Fórum do Pensamento Crítico

Texto de Albenísio Fonseca

O MOVIMENTO DESOCUPA foi motivo de aplausos durante a abertura do Fórum do Pensamento Crítico, promovido pelas secretarias estaduais da Cultura e do Planejamento, na última terça-feira (28), no auditório do Conselho Estadual de Cultura, sob o tema “Cidades e Festas”. Os aplausos, como um gesto de reconhecimento e legitimidade, ocorreram durante a apresentação do professor Ordep Serra, que se definiu como “um integrante do movimento que tem lutado contra a desregulamentação urbana da capital”.

Sem a presença do então titular da Seplan, Zezéu Ribeiro, o evento foi aberto pelo secretário de Cultura, Albino Rubin, que justificou a iniciativa sob o propósito de que o tema “cultura” seja inserido na agenda dos partidos, ao destacar ser este um ano eleitoral.

Rubin salientou, ainda, que o tema incluía “as cidades’ por conta do ‘expressivo aumento das populações nas áreas urbanas”, ainda que este seja um fator observado desde a revolução industrial, no século XVIII e uma tendência contemporânea singularmente estudada pelo geógrafo Milton Santos, desde meados do século XX. Já a inserção das “festas” na temática foi alegada pela “proximidade” da transcorrência do Carnaval, maior festa popular do estado.

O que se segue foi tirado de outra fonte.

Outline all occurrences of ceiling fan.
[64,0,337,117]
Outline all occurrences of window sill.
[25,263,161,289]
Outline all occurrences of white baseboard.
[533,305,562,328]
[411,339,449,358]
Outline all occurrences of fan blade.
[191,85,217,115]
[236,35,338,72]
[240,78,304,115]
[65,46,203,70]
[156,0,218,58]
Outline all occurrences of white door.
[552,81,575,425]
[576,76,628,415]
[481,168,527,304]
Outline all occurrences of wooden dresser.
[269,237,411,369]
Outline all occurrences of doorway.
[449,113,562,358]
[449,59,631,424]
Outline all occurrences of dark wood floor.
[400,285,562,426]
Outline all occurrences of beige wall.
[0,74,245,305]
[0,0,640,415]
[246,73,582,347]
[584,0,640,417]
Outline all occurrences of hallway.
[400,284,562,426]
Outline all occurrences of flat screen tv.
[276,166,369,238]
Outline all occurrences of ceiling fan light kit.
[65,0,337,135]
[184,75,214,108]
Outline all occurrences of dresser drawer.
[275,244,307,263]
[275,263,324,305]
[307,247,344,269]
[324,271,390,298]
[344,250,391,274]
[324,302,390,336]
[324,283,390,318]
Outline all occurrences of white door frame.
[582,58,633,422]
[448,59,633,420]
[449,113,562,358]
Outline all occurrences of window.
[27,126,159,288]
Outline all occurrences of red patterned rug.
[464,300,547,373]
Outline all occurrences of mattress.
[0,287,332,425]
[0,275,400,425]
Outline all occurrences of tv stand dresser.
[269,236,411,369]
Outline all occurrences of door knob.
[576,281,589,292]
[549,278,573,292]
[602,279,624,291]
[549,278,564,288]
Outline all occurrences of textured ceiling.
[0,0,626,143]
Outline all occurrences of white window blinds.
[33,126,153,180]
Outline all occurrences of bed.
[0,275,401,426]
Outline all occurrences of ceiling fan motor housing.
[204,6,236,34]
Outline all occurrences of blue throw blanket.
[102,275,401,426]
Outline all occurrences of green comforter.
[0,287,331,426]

Além de Ordep Serra, compuseram a mesa os professores Wlamira Albuquerque, Paulo Costa Lima e Paulo Miguez, todos da UFBA, sob mediação da assessora da Secult, Fátima Fróes.

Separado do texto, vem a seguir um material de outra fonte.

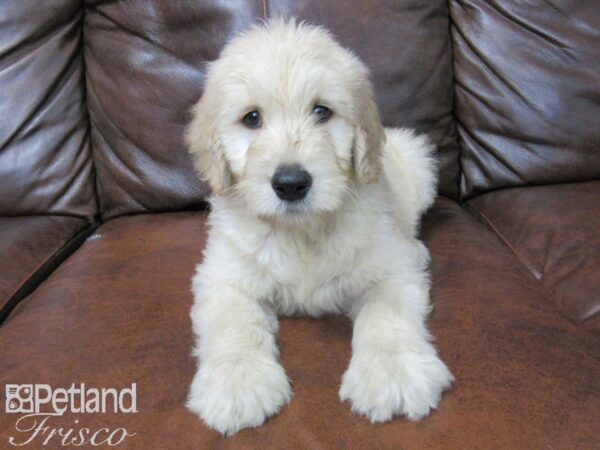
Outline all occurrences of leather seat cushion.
[469,181,600,331]
[0,198,600,449]
[0,216,88,322]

Wlamira falou sobre o caráter político dos festejos. Ilustrou sua apresentação com uma pintura clássica de Debret sobre o entrudo (denominação do Carnaval até 1896), com negros, maquiados de branco a espargir água sobre outros, como um gesto de divertida transgressão e quebra de hierarquias. Ela aludiu, também, ao rei etíope Menelik II, tema do afoxé Embaixada Africana no desfile de 1897.

“A imagem do poderoso soberano africano que derrotara os italianos em Adwa, na Abissínia, impedindo o avanço imperialista naquela região do continente africano um ano antes, chegava à Bahia ressuscitando com honras festivas os mortos na revolta dos Malês de 1835”. Para a historiadora, “olhar para a rua é olhar para os conflitos da sociedade. As festas mostram esses conflitos, por isso há muita política em uma rua em festa”.

Paulo Costa Lima defendeu que a festividade deve ser “pensada como patrimônio e não meramente como mercado”. Ele sugeriu “políticas do imaginário” no planejamento do Carnaval baiano e fez ver que “não há como pensar o binômio cidades/festas, sem pensar politicamente”. Lima mencionou a “importância e tradição cívica do 2 de Julho” e cobrou o “papel cultural dos diretores de escolas públicas”.

Paulo Miguez voltou a por em xeque a “governança da festa”, em particular a estrutura do Conselho do Carnaval, dada a “representatividade fantasma de entidades que o integram”; sugeriu a “supressão dos carros de apoio nos desfiles dos blocos, pelo espaço que ocupam na avenida”; criticou pré-candidatos à Prefeitura de Salvador pelo “senso comum das opiniões emitidas, no que demonstraram não entender nada de Carnaval” e acentuou que “Momo não irá resolver os problemas que cabem aos governantes”.

Já Ordep Serra optou por concentrar o foco na situação da cidade. Disse que Salvador vive uma “desregulamentação urbana” e que “o Carnaval tende a naturalizar essa situação”. Mencionou a “ocupação dos espaços públicos por camarotes privados”, criticou a “conversão do Carnaval em um festival de cervejas”, e sustentou que “caminhamos para uma barbárie, com as desigualdades sociais transbordado pelas festas”.

Nos debates, após as palestras, destacaram-se questões como o fato das festas populares na Bahia serem organizadas pela área de turismo e não a de cultura; a carnavalização dos festejos juninos no interior do estado; a importância da festa de Itapuã, mobilidade e a perda da decoração como um fator estético fundamental do Carnaval, em Salvador. Planejado para ocorrer durante todo o ano, o calendário com as novas palestras do fórum ainda não foi divulgado.